Sexual assault is unwanted sexual contact that stops short of rape or attempted rape. This includes sexual touching and fondling. (Sometimes this term is used interchangeably with rape.)
(Courtesy of RAINN)
I didn’t resist physically – does that mean it isn’t rape?
People respond to an assault in different ways. Just because you didn’t resist physically doesn’t mean it wasn’t rape — in fact, many victims make the good judgment that physical resistance would cause the attacker to become more violent. Lack of consent can be express (saying “no”) or it can be implied from the circumstances (for example, if you were under the statutory age of consent, or if you had a mental defect, or if you were afraid to object because the perpetrator threatened you with serious physical injury).
I used to date the person who assaulted me – does that mean it isn’t rape?

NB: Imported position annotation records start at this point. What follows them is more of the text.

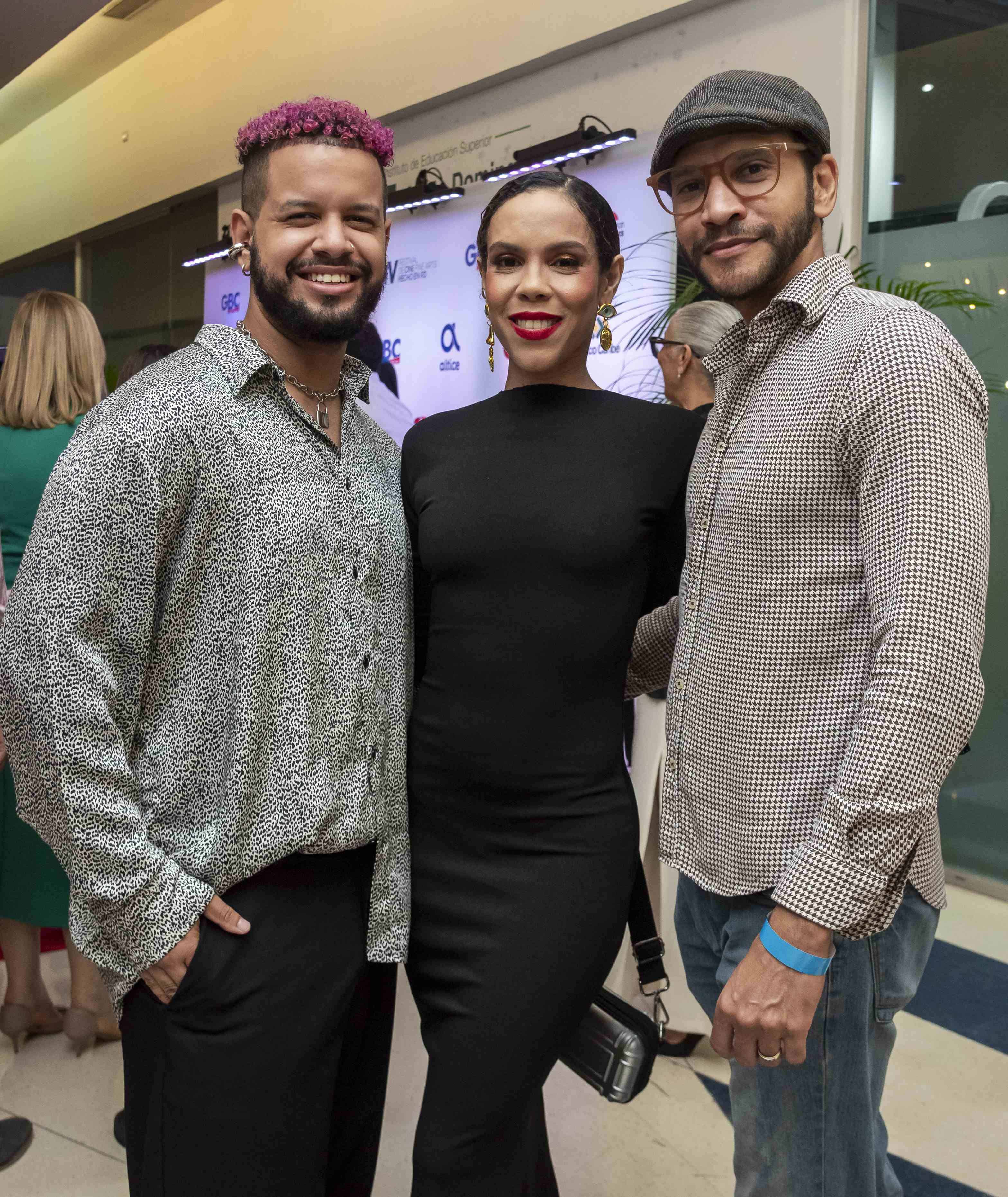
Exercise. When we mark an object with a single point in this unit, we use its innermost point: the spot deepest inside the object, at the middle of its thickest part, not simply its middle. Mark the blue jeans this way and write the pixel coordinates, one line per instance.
(813, 1129)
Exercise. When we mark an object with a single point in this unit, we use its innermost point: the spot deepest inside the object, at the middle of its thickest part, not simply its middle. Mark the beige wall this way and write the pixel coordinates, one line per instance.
(181, 99)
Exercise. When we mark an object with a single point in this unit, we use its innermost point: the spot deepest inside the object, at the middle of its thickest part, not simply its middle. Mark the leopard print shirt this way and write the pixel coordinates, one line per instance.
(206, 663)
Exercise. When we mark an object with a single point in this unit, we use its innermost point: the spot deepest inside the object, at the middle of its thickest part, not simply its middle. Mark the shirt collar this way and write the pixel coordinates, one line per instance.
(240, 360)
(806, 300)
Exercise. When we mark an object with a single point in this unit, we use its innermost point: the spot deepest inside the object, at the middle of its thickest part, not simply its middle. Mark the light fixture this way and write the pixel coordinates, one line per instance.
(586, 142)
(209, 253)
(429, 190)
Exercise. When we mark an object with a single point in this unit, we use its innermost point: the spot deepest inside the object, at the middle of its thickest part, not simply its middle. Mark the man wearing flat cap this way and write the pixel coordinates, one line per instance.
(823, 654)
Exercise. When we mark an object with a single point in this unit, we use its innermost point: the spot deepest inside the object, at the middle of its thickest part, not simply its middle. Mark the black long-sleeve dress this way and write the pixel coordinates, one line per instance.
(544, 522)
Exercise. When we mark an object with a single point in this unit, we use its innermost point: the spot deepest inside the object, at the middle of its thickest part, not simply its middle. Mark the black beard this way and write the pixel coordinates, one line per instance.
(302, 322)
(785, 243)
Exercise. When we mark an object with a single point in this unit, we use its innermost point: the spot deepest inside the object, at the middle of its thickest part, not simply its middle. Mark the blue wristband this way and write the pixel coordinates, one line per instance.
(794, 958)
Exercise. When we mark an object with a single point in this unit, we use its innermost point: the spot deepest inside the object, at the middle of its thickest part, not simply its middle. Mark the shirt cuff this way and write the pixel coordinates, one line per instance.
(841, 893)
(154, 920)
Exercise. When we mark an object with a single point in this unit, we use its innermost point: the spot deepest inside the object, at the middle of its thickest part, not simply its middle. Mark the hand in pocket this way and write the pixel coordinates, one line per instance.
(164, 977)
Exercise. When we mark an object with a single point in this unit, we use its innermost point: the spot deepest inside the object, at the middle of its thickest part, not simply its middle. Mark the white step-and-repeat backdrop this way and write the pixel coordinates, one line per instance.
(430, 319)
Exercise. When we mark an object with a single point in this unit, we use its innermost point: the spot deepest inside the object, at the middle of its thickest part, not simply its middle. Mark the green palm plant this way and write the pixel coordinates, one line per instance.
(652, 295)
(931, 295)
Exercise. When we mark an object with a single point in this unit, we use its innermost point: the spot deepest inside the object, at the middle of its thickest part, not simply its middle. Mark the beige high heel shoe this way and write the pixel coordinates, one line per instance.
(84, 1030)
(20, 1023)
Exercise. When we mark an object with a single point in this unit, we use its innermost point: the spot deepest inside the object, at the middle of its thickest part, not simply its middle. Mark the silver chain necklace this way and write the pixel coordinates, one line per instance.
(320, 397)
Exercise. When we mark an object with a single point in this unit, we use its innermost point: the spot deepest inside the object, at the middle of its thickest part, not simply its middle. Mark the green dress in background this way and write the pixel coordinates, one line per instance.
(34, 887)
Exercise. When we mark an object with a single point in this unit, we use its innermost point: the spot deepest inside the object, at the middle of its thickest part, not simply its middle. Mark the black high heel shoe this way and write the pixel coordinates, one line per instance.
(680, 1050)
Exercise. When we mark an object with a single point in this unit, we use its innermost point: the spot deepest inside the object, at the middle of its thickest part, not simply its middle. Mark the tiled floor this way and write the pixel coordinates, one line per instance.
(946, 1106)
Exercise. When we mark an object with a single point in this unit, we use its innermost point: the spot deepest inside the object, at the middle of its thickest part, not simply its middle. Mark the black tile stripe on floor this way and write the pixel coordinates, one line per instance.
(916, 1182)
(965, 993)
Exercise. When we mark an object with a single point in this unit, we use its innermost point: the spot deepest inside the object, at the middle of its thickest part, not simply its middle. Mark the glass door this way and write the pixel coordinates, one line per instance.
(937, 211)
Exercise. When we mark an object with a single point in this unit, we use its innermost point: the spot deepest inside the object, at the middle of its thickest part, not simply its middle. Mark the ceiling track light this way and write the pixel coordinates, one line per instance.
(210, 253)
(430, 190)
(586, 142)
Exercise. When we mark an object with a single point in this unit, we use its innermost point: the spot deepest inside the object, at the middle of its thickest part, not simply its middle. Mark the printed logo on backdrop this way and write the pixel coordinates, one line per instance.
(450, 344)
(409, 270)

Rape can occur when the offender and the victim have a pre-existing relationship (sometimes called “date rape” or “acquaintance rape”), or even when the offender is the victim’s spouse. It does not matter whether the other person is an ex-boyfriend or a complete stranger, and it doesn’t matter if you’ve had sex in the past. If it is nonconsensual this time, it is rape. (But be aware that a few states still have limitations on when spousal rape is a crime.)
I don’t remember the assault – does that mean it isn’t rape?
Just because you don’t remember being assaulted doesn’t necessarily mean it didn’t happen and that it wasn’t rape. Memory loss can result from the ingestion of GHB and other “rape drugs” and from excessive alcohol consumption. That said, without clear memories or physical evidence, it may not be possible to pursue prosecution (talk to your local crisis center or local police for guidance).
I was asleep or unconscious when it happened – does that mean it isn’t rape?
Rape can happen when the victim was unconscious or asleep. If you were asleep or unconscious, then you didn’t give consent. And if you didn’t give consent, then it is rape.
I was drunk or they were drunk - does that mean it isn't rape?
Alcohol and drugs are not an excuse – or an alibi. The key question is still: did you consent or not? Regardless of whether you were drunk or sober, if the sex is nonconsensual, it is rape. However, because each state has different definitions of “nonconsensual”, please contact your local center or local police if you have questions about this. (If you were so drunk or drugged that you passed out and were unable to consent, it was rape. Both people must be conscious and willing participants.)
I thought “no,” but didn’t say it. Is it still rape?
It depends on the circumstances. If you didn’t say no because you were legitimately scared for your life or safety, then it may be rape. Sometimes it isn’t safe to resist, physically or verbally — for example, when someone has a knife or gun to your head, or threatens you or your family if you say anything.